# Minimum Spanning Tree - Path or Start-End

18 views (last 30 days)
Gern on 17 Jun 2021
Commented: Gern on 18 Jun 2021
Hello,
I computed the minimum spanning tree of 3D points and now want to extract the path (i.e. node per node) of the whole MST.
[EDIT]
I did this with the following code:
% Delaunay Triangulation
DT = delaunayTriangulation(pts); % pts: [nx3] Input points
e = DT.edges;
% Distances of the edges for weights
plist1 = pts(e(:,1),:);
plist2 = pts(e(:,2),:);
diffs = plist2-plist1;
dists = vecnorm(diffs');
% create Graph
G = graph(e(:,1), e(:,2), dists);
% Create Minimum spanning tree
[mst, pred] = minspantree(G);
I totally forgot to describe my very special input data. It is data sampled from a rail-bound measurement system (3D Positions), so the MST is almost a perfect path with few exceptions.
The predecessor nodes vector doesnt seem to fit my needs. I would expect the points to be topologically sorted, but this is not the case if I sort the input points using this vector.
Basically, it would be enough for me to just determine the "start" and "end"-nodes of the tree, just like the built-in plot-function does. Then, I could compute the shortest path, which would give me a node list. In other words, I want to extract [19578, 2207] from the mst.
Here is a picture of the plot-function result. If the plot function can do this almost instantly, there must be a way I can do it.
Thank you!
[EDIT]
I came up with this solution for now. It does not take too long, but longer than the plot function, which finds the same node-pair as "start" and "end", so I thought there might be a "trick".
function idx = sortMST(pts)
% function to build the mst like shown above
[mst,~] = buildMST(pts);
% possible endpoints
d1nodes = find(degree(mst)==1);
% the node-pair with the maximum distance is the one I am looking for
dists = distances(mst, d1nodes, d1nodes);
maximum = max(max(dists));
[i,~]=find(dists==maximum);
% Breadth-first graph search, to connect all nodes and find the path
idx = bfsearch(mst,d1nodes(i));
end

Christine Tobler on 17 Jun 2021
In general, you can't rely on the fact that a minimum spanning tree will just be one path. However, if you have a graph for which that's the case, you can find the two leaf nodes between which the path lies as follows:
rng default;
G = graph(sprandn(10, 10, 0.6), 'upper')
G =
graph with properties: Edges: [22×2 table] Nodes: [10×0 table]
T = minspantree(G);
% Plot G, highlight nodes and edges that are part of T
p = plot(G);
highlight(p, T);
% Compute leaf nodes of T (nodes that only have one edge)
leafNodes = find(degree(T) == 1)
leafNodes = 4×1
1 2 6 8
% If T were just one long line, leafNodes would have two elements,
% and you could use
% shortestpath(t, leafNodes(1), leafNodes(2));
% to find that path
Gern on 18 Jun 2021
Thank you for your detailed answer! I will mark this as solved for now but I will keep your idea of the iterative algorithm in mind, in case the distance computation gets to costly. Right now, at 50000 input points, there are only 200 leaf nodes, so its runs quite fast.

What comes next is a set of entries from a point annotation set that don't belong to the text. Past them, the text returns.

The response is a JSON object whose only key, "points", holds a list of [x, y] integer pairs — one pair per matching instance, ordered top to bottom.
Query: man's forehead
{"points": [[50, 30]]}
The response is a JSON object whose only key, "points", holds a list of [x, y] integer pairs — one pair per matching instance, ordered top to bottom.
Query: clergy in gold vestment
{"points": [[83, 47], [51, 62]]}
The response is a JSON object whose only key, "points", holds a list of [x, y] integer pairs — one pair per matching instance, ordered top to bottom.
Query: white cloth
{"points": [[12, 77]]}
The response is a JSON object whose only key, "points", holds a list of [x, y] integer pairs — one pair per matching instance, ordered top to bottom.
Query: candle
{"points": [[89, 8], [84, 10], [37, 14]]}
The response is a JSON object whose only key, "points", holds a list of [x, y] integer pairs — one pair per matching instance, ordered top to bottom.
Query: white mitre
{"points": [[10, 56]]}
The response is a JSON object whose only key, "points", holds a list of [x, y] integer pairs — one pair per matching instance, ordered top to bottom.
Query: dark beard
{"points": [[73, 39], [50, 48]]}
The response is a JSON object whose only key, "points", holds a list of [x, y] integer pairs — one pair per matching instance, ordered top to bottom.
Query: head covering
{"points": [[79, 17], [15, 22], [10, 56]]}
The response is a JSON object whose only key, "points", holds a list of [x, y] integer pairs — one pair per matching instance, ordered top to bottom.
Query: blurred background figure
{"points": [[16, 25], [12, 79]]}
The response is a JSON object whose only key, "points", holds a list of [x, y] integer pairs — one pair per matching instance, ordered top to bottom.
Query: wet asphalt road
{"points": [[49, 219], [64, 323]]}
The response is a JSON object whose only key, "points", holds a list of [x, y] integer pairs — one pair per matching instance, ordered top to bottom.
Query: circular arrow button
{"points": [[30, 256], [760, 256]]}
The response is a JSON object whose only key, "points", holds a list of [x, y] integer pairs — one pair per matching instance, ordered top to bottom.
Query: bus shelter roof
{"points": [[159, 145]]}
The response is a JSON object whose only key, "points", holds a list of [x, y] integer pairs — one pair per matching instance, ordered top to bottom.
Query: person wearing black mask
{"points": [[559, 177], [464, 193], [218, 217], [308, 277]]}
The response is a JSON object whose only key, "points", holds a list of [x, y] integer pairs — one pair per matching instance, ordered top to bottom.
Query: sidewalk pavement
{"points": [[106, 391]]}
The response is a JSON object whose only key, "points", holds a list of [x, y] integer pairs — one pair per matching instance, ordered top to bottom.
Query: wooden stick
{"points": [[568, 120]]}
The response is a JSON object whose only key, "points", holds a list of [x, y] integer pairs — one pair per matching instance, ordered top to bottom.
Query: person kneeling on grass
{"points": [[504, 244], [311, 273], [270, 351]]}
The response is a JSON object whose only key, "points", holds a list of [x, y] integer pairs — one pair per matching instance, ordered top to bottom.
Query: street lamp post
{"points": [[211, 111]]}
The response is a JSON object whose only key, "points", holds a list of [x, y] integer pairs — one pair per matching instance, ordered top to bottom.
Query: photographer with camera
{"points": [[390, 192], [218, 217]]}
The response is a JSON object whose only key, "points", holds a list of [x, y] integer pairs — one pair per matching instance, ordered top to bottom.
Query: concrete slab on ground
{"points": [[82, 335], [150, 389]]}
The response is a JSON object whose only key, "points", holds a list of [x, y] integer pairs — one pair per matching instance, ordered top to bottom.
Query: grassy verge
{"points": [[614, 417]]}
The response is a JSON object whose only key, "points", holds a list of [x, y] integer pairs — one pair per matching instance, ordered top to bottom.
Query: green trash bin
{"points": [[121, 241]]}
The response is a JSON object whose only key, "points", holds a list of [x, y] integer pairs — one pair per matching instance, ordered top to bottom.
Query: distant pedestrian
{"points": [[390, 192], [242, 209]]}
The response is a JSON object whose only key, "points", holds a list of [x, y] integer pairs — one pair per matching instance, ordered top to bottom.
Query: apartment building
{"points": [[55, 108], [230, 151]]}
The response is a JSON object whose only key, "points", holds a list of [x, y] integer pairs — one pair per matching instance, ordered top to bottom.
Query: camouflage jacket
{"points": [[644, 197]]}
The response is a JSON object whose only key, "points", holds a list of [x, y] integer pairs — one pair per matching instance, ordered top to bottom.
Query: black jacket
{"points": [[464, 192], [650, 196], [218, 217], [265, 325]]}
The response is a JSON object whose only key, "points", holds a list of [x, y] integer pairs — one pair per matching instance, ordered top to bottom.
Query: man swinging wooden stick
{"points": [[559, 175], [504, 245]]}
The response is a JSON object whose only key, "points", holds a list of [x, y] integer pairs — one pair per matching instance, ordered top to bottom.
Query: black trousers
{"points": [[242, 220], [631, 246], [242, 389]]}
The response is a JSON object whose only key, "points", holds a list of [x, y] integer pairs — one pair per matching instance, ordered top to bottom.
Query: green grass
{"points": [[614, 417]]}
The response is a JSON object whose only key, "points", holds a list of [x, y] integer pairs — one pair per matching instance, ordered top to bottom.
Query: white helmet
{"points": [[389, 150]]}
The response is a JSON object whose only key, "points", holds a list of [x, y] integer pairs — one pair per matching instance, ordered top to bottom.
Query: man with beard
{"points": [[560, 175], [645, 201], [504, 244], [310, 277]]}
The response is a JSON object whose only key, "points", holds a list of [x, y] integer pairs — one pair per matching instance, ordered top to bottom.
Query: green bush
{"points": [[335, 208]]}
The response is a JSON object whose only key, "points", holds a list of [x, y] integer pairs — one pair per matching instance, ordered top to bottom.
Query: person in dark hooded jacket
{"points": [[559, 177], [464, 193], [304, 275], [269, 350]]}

Steven Lord on 17 Jun 2021
If the plot function can do this almost instantly
The plot function plays "connect the dots". The start and end of the line to be drawn are the first and last points in the vector you pass into it, so there's no "determining" involved. [Well, if you're plotting a graph or digraph that does try to determine where the nodes should be placed using the various layout functions described in the documentation for the 'Layout' input to the graph and digraph plot functions, but I think that's not really what you meant.]
How are you computing the minimum spanning tree? Did you create a graph or digraph object and call minspantree on it?
What would you consider the "start" and "end" of the minimum spanning tree for the Bucky graph?
g = graph(bucky);
m = minspantree(g);
h = plot(g);
hold on
plot(m, 'XData', h.XData, 'YData', h.YData, 'EdgeColor', 'r', 'LineWidth', 4)
From visual inspection nodes 42, 58, 30, 47, 59, or 57 are all potential candidates as are many other nodes. Where would you say this tree starts and ends?
Gern on 17 Jun 2021
Thank you for your answer! I updated my question with details. The plot function (or the layout manager) seems to sort the points somehow, because the order, or the start and end nodes are always exactly the nodes I am looking for. Unfortunately, these points do not simply correspond to the first and last line of the MST output. I have found a solution to my problem, but it is not really optimal. Maybe it is also not optimally possible, but it confuses me that the plot-function somehow manages it.